Tuesday, January 24, 2012

Apple Turnovers

Oh my gosh, these were tasty!  With fewer than 20 recipes left to bake in Dorie Greenspan's fabulous book, Baking from My Home to Yours, I recently baked these wonderful Apple Turnovers.

I must admit to having a bit of trouble with the dough.  It's basically flour & butter into which you stir sour cream.  Dorie cautions not to overwork the dough, but I don't think I mixed it enough because even after chilling, it was crumbly.  That would never do so I tossed the dough into the food processor and pulsed it until it began to hold together (a trick I learned from making her basic pie dough and sweet tart dough).

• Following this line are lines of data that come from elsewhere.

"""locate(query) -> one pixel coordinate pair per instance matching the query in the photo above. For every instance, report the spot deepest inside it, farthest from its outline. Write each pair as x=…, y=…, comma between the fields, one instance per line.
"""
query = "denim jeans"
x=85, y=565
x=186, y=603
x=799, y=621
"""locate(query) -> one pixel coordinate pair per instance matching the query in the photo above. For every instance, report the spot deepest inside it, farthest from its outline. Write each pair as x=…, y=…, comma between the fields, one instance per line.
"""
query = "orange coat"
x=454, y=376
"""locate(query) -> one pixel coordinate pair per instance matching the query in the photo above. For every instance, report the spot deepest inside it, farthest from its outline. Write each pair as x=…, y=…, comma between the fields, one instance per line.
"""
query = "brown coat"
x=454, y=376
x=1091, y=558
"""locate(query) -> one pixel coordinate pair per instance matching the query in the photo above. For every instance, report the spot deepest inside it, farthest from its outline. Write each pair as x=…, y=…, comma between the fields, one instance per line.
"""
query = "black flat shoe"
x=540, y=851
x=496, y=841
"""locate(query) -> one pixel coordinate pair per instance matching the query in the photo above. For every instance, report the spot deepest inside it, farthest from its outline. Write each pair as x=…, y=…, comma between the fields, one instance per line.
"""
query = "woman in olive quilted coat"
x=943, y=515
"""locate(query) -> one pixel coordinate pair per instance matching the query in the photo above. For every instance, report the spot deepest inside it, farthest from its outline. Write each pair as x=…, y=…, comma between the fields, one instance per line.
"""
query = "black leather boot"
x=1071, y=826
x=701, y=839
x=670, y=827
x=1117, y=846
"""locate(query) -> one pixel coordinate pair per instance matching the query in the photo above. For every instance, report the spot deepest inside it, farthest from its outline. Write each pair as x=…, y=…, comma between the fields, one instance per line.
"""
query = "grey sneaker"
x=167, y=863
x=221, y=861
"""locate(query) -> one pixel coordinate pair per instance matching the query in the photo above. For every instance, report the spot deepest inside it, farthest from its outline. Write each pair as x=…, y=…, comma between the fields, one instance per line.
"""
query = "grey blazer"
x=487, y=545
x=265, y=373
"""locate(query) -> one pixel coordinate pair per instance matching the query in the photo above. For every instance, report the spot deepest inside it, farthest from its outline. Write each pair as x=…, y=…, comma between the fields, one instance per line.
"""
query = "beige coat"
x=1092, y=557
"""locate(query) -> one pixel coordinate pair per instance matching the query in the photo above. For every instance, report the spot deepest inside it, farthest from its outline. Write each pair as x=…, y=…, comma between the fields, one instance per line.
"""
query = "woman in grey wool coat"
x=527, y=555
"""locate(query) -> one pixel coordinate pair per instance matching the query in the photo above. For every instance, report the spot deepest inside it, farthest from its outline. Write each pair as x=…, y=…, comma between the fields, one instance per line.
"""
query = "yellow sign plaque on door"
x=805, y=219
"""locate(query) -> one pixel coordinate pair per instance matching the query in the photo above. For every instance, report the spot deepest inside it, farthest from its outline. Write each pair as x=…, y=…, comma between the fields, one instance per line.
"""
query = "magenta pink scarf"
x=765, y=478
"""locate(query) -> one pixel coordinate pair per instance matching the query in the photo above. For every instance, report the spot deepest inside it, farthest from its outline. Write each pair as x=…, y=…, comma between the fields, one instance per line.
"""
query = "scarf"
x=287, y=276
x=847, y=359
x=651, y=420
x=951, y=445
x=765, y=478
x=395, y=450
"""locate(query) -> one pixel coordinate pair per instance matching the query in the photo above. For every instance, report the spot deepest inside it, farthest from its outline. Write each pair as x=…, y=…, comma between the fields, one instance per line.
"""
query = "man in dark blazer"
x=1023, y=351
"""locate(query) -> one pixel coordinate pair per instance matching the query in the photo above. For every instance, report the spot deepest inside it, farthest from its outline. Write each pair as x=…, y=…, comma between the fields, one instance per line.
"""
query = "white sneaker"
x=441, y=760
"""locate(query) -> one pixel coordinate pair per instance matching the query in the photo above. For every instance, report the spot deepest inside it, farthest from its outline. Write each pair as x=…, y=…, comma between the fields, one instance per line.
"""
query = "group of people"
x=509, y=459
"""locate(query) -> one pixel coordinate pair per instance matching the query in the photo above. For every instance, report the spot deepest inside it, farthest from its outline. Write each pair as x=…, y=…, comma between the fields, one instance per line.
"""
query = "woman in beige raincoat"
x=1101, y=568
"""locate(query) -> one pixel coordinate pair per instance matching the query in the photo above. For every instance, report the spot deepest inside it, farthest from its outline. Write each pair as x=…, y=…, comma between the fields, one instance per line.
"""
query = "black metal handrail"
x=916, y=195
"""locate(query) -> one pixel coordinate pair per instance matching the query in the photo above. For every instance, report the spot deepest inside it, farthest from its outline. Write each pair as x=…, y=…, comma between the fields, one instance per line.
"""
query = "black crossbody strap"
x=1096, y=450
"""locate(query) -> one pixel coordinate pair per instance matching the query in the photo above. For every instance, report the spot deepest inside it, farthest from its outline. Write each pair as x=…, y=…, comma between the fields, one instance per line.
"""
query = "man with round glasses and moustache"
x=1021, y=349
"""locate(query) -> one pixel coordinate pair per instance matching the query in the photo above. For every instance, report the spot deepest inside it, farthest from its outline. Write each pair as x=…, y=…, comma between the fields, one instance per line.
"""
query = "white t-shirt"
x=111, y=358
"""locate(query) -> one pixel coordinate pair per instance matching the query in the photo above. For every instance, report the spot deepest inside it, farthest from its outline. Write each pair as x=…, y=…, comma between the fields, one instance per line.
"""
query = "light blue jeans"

I rolled it out and folded in in thirds, then it went back into the fridge.  When I pulled it out a couple of hours later, it was hard to roll thin.  Just too chilly, I guess. When I tried to cut 4" rounds with my tart pan, I ended up cutting my thumb!  No blood on the dough, fortunately.  I ended up using a 3" round cutter and then rolling it a bit more.

The apple filling was lovely--no problems there.  The turnovers went together easily and came out looking wonderful.  They were flaky and delicious--much admired by the folks who came to begin planning a contra dance weekend for the fall of 2012.  Yummy treats always make the meetings go better!